Réunis dans le décor des Chutes Niagara le 14 août dernier, les membres du Conseil de l’Association du Barreau canadien (ABC) se sont prononcés en faveur de la nécessité de la compréhension des deux langues officielles sans l’aide d’un interprète à la condition que cette obligation linguistique soit assumée par la Cour suprême du Canada et non par chacun des neuf juges qui y siègent.

Pour obtenir ce bilinguisme institutionnel, l’ABC exhorte le Parlement à modifier le paragraphe 16 (1) de la Loi sur les langues officielles (LLO) et à laisser tomber le projet de loi C-232. Ce projet de loi vise plutôt à modifier la Loi sur la Cour suprême afin que tout candidat à une nomination à l’un de ses neuf postes de juges soit tenu de comprendre les langues officielles.

L’ABC se voue à la primauté du droit ainsi qu’à l’amélioration du droit et de l’administration de la justice. Elle compte 37 000 juristes, professeurs de droit et étudiants en droit de toutes les régions du Canada. C’est ce débat linguistique qui a retenu le plus l’attention des participants.
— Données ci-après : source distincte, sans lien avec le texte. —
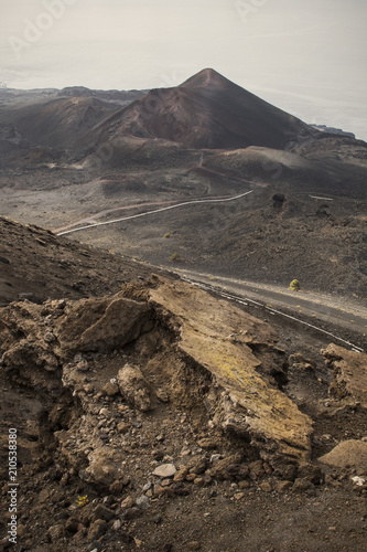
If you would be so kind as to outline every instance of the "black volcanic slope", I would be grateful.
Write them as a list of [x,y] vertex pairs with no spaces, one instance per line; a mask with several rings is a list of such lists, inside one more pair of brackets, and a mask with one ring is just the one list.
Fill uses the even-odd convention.
[[317,134],[213,70],[204,70],[180,86],[151,91],[91,132],[100,141],[130,135],[218,149],[283,149],[299,137]]

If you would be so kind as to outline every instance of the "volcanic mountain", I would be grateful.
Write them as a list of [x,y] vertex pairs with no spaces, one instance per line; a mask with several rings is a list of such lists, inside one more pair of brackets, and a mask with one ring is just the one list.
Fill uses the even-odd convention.
[[[206,68],[172,88],[152,89],[91,130],[99,142],[121,136],[162,138],[190,148],[283,149],[314,129]],[[90,139],[90,136],[89,136]]]

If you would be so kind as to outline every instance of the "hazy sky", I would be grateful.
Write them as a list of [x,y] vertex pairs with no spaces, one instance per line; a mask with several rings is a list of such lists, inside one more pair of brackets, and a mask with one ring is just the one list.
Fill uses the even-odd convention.
[[213,67],[367,140],[367,0],[1,0],[0,82],[174,86]]

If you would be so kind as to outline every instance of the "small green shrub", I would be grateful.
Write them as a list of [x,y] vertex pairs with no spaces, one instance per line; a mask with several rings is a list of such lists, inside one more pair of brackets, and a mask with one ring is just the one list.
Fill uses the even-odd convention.
[[301,285],[298,279],[292,279],[292,282],[289,285],[289,289],[292,289],[292,291],[300,291]]

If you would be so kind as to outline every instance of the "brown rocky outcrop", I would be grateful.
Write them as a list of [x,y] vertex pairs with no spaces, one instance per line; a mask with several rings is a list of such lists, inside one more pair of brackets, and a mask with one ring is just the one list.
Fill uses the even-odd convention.
[[[195,427],[235,436],[245,456],[258,450],[273,465],[309,458],[311,420],[261,375],[282,358],[276,332],[190,284],[154,277],[62,308],[23,301],[3,309],[0,333],[14,381],[50,400],[71,393],[77,401],[82,418],[47,410],[64,458],[85,480],[119,480],[126,431],[117,437],[117,426],[127,426],[125,412],[155,404],[185,408]],[[102,408],[100,397],[109,401]],[[71,427],[60,431],[63,420]],[[114,454],[104,447],[111,440]]]

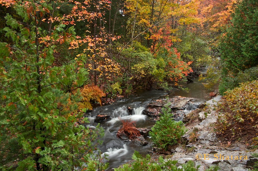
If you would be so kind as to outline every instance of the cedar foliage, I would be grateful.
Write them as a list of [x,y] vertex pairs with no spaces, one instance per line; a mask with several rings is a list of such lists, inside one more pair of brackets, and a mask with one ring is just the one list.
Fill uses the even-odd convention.
[[258,2],[241,1],[232,15],[220,44],[225,74],[258,64]]
[[186,131],[182,121],[177,122],[171,118],[173,116],[170,113],[169,105],[167,103],[162,108],[163,114],[160,120],[156,122],[149,133],[154,144],[164,150],[178,142]]

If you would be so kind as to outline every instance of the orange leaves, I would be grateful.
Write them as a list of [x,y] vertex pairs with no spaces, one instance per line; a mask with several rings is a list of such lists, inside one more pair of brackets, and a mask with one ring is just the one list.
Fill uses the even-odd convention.
[[78,103],[79,109],[86,108],[91,110],[92,103],[96,102],[101,105],[101,98],[106,95],[97,86],[85,85],[80,92],[82,98],[81,102]]
[[211,28],[217,30],[231,19],[236,3],[235,0],[202,1],[199,17],[203,23],[210,22]]
[[0,0],[0,4],[7,8],[9,7],[16,3],[16,1],[14,0]]

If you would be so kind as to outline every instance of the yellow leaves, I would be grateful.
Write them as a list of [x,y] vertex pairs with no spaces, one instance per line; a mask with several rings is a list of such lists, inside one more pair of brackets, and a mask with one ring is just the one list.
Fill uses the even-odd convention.
[[92,109],[91,102],[101,105],[101,98],[106,95],[97,86],[86,85],[80,90],[82,100],[78,103],[79,109],[84,108]]

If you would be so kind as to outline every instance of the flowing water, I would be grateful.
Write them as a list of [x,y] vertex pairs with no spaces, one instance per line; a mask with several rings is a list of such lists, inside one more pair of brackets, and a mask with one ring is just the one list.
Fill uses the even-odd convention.
[[[190,89],[187,93],[182,90],[178,90],[168,94],[170,97],[176,95],[195,97],[204,101],[209,99],[207,97],[208,93],[204,90],[202,82],[198,78],[194,82],[186,84],[184,85]],[[146,139],[150,143],[142,146],[124,142],[116,136],[116,133],[121,125],[120,120],[129,120],[135,121],[136,127],[150,129],[155,123],[146,115],[142,114],[146,106],[151,101],[165,97],[168,93],[156,90],[140,91],[136,92],[137,95],[130,95],[116,101],[110,105],[100,106],[95,108],[90,114],[89,127],[94,128],[97,124],[94,119],[98,115],[106,114],[111,116],[112,119],[101,122],[101,125],[105,130],[105,135],[102,146],[99,147],[103,153],[109,156],[109,168],[117,167],[131,160],[134,150],[139,152],[144,155],[148,153],[152,145],[151,141]],[[128,107],[133,109],[132,114],[129,115]]]

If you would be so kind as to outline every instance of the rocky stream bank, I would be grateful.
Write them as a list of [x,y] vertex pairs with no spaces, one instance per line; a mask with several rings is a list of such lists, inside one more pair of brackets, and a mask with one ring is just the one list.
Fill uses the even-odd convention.
[[[168,102],[171,103],[170,107],[173,117],[176,120],[182,121],[188,131],[182,136],[180,144],[166,152],[153,148],[149,152],[152,153],[152,157],[155,159],[162,155],[166,160],[177,160],[178,167],[180,167],[180,164],[191,160],[196,166],[200,165],[200,171],[216,165],[221,171],[242,171],[251,169],[254,162],[257,161],[257,158],[252,157],[251,154],[258,152],[258,150],[247,146],[243,143],[225,142],[219,139],[215,132],[214,125],[217,122],[218,116],[215,107],[222,97],[222,96],[217,95],[205,104],[194,98],[176,96],[169,99]],[[167,101],[163,99],[151,102],[146,106],[143,114],[154,120],[158,120],[161,109]],[[140,129],[143,129],[144,136],[142,134],[136,139],[136,142],[144,142],[138,143],[139,145],[145,145],[148,143],[144,138],[146,137],[146,133],[149,130],[142,128]],[[131,141],[123,137],[125,142],[137,143],[135,140]]]

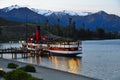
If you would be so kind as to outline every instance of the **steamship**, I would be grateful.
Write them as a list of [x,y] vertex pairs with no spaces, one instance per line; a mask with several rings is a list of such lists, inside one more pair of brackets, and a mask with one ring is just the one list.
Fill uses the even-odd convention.
[[40,27],[37,27],[35,38],[29,38],[22,43],[22,48],[28,50],[43,50],[52,55],[76,56],[82,53],[82,42],[50,41],[47,36],[40,35]]

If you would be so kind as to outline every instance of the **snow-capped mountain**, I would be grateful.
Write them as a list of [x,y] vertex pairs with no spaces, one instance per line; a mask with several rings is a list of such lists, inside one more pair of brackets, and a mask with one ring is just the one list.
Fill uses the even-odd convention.
[[91,12],[73,12],[69,10],[50,11],[13,5],[0,9],[0,17],[18,22],[37,22],[44,24],[48,20],[49,24],[57,24],[60,20],[61,26],[67,26],[69,19],[76,23],[76,28],[85,24],[85,28],[96,29],[104,27],[105,30],[120,31],[120,17],[108,14],[104,11],[96,13]]
[[31,10],[33,12],[36,12],[38,14],[44,15],[44,16],[49,16],[53,13],[53,11],[50,10],[43,10],[43,9],[35,9],[35,8],[31,8]]
[[[24,8],[24,7],[23,6],[18,6],[18,5],[12,5],[12,6],[3,8],[2,11],[9,12],[13,9],[19,9],[19,8]],[[29,7],[27,7],[27,8],[29,8]],[[41,15],[44,15],[44,16],[50,16],[53,13],[56,14],[56,15],[71,15],[71,16],[86,16],[86,15],[89,14],[87,12],[74,12],[74,11],[70,11],[70,10],[51,11],[51,10],[43,10],[43,9],[36,9],[36,8],[29,8],[29,9],[32,10],[33,12],[37,13],[37,14],[41,14]]]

Les autres projets de résolution (portant notamment sur la protection des personnes contre la discrimination fondée sur l’expression et l’identité sexuelles, la mise en œuvre de solutions de rechange pour éliminer la criminalisation de personnes souffrant de troubles causés par l’alcoolisation fœtale, le critère des meilleurs intérêts de l’enfant lors des décisions qui portent sur la garde ou sur les droits d’accès) ont tous été rapidement adoptés à l’unanimité.

Une vingtaine d’interventions

Par contre, la question linguistique a fait l’objet de plus d’une vingtaine d’interventions et de deux tentatives de modifications.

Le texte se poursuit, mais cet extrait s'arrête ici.